In the development of a new definition for sepsis, the qSOFA score has been demonstrated to be a key factor in identifying sepsis associated with a risk of death or longer ICU stay [30]. Various studies have determined that the qSOFA score is a useful predictor for mortality of ICU patients [31,32]. However, in our study, the qSOFA score was not an independent risk factor in predicting 28-day mortality of sepsis at arrival at the ED, and no difference was found in comparing the survivors with the nonsurvivors. This outcome may be due to the qSOFA scores reflecting the status of patients with the first 2 h after their arrival at the ED. Some of the patients may have been in the early phase of sepsis, at which point they had not yet developed symptoms such as altered consciousness, hypotension, and short breath. Consequently, the above factors may result in reduced sensitivity of qSOFA score in predicting 28-day mortality in our study.
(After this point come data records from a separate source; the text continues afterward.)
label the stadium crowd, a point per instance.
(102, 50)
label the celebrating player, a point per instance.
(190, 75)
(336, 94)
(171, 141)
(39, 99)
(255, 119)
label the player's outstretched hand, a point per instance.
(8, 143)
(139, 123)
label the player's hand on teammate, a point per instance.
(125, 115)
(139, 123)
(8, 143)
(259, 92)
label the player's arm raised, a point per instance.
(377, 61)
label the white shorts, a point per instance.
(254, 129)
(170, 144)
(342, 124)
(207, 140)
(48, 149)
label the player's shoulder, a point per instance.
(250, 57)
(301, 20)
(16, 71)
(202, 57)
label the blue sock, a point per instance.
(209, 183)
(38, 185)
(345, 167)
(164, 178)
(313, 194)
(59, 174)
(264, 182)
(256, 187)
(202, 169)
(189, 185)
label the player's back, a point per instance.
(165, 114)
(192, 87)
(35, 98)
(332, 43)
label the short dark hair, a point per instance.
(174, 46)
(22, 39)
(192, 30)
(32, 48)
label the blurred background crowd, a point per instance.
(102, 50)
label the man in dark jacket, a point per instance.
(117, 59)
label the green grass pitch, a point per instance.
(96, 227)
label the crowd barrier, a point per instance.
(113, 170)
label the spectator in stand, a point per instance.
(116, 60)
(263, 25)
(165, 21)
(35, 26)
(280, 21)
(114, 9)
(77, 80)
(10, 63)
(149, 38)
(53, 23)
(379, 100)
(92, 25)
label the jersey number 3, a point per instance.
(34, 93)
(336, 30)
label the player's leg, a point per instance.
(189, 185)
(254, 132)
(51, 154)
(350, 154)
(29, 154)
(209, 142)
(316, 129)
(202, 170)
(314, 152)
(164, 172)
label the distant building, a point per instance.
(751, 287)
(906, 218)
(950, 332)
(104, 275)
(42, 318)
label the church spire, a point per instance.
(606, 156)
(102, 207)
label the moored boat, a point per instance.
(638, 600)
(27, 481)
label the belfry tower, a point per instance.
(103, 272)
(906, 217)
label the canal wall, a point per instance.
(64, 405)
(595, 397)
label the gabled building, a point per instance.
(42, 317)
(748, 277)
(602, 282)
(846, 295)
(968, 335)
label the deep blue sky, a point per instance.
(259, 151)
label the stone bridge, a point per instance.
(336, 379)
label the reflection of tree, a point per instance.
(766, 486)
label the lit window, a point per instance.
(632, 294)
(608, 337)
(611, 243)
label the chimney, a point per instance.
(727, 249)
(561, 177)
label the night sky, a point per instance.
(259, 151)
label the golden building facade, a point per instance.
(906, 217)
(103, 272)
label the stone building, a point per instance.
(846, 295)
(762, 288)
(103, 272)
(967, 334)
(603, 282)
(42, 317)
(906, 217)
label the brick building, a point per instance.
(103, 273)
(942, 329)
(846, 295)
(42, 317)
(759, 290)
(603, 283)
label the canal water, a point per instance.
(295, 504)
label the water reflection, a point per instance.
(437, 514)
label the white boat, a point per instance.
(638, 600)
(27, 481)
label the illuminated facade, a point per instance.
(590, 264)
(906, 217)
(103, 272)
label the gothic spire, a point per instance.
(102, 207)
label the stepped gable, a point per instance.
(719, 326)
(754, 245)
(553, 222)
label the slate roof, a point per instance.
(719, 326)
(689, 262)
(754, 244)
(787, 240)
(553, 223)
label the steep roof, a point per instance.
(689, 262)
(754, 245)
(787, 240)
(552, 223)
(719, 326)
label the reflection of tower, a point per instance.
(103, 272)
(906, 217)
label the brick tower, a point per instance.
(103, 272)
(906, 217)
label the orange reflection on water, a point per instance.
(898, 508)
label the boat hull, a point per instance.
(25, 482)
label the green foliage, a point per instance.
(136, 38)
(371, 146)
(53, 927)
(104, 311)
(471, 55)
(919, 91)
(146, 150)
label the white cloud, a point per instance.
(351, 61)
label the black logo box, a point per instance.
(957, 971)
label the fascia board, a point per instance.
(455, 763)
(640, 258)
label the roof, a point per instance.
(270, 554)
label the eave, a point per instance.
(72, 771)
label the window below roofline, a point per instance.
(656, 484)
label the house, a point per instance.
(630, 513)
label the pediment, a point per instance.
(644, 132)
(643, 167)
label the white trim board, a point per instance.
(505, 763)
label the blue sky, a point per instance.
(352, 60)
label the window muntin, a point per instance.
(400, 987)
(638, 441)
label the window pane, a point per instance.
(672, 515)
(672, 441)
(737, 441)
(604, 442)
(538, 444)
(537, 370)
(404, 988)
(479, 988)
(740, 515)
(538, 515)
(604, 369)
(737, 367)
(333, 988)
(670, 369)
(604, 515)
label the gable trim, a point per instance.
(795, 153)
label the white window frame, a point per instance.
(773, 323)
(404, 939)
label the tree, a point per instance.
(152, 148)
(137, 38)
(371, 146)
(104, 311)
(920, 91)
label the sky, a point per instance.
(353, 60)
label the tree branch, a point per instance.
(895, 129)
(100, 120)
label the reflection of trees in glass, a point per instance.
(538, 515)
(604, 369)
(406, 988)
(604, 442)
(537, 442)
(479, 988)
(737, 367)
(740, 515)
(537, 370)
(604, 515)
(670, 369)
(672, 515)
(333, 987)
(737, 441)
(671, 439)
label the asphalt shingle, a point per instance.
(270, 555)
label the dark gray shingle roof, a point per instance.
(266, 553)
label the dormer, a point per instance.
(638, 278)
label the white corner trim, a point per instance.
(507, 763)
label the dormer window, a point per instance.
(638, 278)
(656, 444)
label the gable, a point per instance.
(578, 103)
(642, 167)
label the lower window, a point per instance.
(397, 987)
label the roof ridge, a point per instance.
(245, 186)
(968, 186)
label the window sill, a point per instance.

There are also limitations in our research. First, we used a retrospective study design, and policy and other systemic changes could have caused coding practices to vary over time, resulting in bias. Second, because it was a single-center study, the results may not be applicable to other centers. Third, the sample size was small, which inevitably led to limited statistical power. Therefore, further study with multiple centers and a large sample size is necessary to confirm the results.


In conclusion, our study investigated a novel combination of lactate, PCT, IL-6, and NWR to predict 28-day mortality in patients with sepsis at arrival at the ED. This combination can be readily and quickly measured in the ED, and it may be a simple but reliable predictor of sepsis. Future research is needed to determine the prognostic potential of the combination in patients with sepsis, within 2 h of their ED arrival.